Our plan is quite simple. The Department of Education will be given the authority to issue a guarantee of 98% of defaulted loan dollars (or some industry-government mutually agreed upon target) for FFELP loan products. The guarantee can come with stipulations. These stipulations can encompass the loan attributes (term, payment options, and minimum collections efforts), and to ensure that the FASFA award translates into the appropriate loan amount. The stipulations cannot encompass marketing, financing, or loan processing. The Department of Education will then review defaulted loan claims to ensure that the stipulations are met, and if met, the Department of Education will pay out the claim. That's it. The Department of Education's role is to provide the default guarantee. Nothing more...nothing less.

So how will the consumer be protected? We'll turn to the FTC/FDIC/FRB/OTS for consumer protection and oversight of the intermediation process. These agencies already to a really good job at making sure that money is intermediated if a fair and balanced manner. From marketing, disclosures, and disputes to processing, funding, and accounting....you can bet that our current financial oversight agencies will straighten up a lot of the shenanigans that previously existed.

We've heard plenty of belly aching that many FFELP firms were sleazy marketers.
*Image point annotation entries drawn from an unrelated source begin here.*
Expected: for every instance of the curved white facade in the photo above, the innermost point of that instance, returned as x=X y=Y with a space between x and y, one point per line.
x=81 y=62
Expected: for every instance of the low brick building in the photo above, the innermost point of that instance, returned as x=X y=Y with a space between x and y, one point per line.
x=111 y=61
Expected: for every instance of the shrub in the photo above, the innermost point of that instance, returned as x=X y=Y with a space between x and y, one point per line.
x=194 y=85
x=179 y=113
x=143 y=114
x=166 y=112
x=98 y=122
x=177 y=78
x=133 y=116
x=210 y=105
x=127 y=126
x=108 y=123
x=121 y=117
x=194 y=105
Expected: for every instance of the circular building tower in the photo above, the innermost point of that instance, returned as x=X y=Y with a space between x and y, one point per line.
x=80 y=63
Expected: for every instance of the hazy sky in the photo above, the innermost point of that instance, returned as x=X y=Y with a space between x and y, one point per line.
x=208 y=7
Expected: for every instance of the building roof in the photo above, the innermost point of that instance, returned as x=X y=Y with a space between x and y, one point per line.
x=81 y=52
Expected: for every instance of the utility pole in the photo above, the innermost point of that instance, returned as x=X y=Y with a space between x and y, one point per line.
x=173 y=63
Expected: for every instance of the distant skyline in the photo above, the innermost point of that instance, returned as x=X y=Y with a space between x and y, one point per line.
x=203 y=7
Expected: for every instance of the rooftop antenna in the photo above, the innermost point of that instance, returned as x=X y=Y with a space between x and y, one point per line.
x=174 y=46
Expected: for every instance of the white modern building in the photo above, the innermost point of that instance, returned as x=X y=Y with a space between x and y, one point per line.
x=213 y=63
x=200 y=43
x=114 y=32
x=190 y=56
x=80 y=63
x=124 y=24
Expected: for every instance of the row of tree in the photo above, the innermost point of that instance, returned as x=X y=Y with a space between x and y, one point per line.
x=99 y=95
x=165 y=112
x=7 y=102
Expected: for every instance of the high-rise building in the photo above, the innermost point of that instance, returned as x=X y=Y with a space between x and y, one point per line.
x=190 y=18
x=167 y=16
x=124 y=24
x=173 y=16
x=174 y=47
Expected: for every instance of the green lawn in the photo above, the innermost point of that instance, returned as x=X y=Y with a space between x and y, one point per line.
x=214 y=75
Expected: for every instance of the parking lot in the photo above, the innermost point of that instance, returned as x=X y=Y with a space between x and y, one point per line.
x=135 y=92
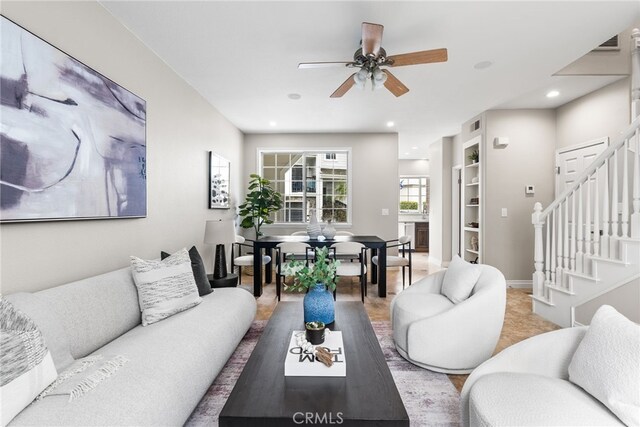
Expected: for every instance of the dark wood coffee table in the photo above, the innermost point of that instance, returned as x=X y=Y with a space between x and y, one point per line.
x=263 y=396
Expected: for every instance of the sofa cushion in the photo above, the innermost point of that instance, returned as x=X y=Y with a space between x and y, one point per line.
x=459 y=279
x=171 y=364
x=534 y=400
x=410 y=307
x=165 y=287
x=92 y=311
x=26 y=365
x=607 y=363
x=199 y=271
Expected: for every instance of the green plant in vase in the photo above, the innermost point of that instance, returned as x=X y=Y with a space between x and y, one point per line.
x=261 y=201
x=319 y=280
x=474 y=156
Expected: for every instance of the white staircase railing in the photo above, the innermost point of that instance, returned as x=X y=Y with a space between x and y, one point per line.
x=588 y=218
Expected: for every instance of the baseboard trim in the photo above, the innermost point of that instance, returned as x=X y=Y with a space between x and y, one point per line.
x=520 y=284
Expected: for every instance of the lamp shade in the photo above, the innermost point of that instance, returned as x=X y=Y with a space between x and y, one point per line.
x=219 y=232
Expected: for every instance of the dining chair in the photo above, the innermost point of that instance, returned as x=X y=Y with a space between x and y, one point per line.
x=404 y=260
x=288 y=251
x=244 y=260
x=352 y=269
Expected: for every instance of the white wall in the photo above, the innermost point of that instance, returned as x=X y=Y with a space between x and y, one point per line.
x=374 y=179
x=413 y=167
x=181 y=128
x=605 y=112
x=440 y=203
x=528 y=159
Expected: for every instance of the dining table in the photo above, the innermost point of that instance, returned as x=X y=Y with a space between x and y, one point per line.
x=265 y=245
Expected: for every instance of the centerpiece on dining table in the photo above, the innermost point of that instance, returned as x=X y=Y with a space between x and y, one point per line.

Could have very well been the case. It's because the Department of Education does not have the personnel, resources, or experience in dealing with "sleazy marketers". Turn the FDIC or FRB loose on those "sleazy marketers" and any questionable behavior will stop in about 2 seconds. You get the idea: let's use the existing agencies for what they already do very well.

Also, the interest rate subsidies would go away under our plan. The marketplace would determine the rate of interest on a loan that is virtually 100% guaranteed will priced. Competition will indeed do a better job of determining the rate than the government could ever do. Our plan will also allow the lenders to implement their own collections strategies. Right now FFELP has pre-1970's collections strategies mandated (The Department of Education is woefully ignorant of how to structure a collections effort). If the Department of Ed is impressed with the loss rates today, wait until they see what an institution, under a highly competitive environment would do with the loss rates. In this scenario, every dollar collected contributes to the profit of the lent principal.

Of course, our idea would never fly. It's because someone at the Department of Education would loose precious budget dollars and people. Once the money and people are present, a bureaucracy perpetuates itself. Also, it would require our Congressmen to admit they initiated a foolish law before they suggested a radically different solution.

So, our students will continue suffer. Taxpayers will suffer. And the world goes on.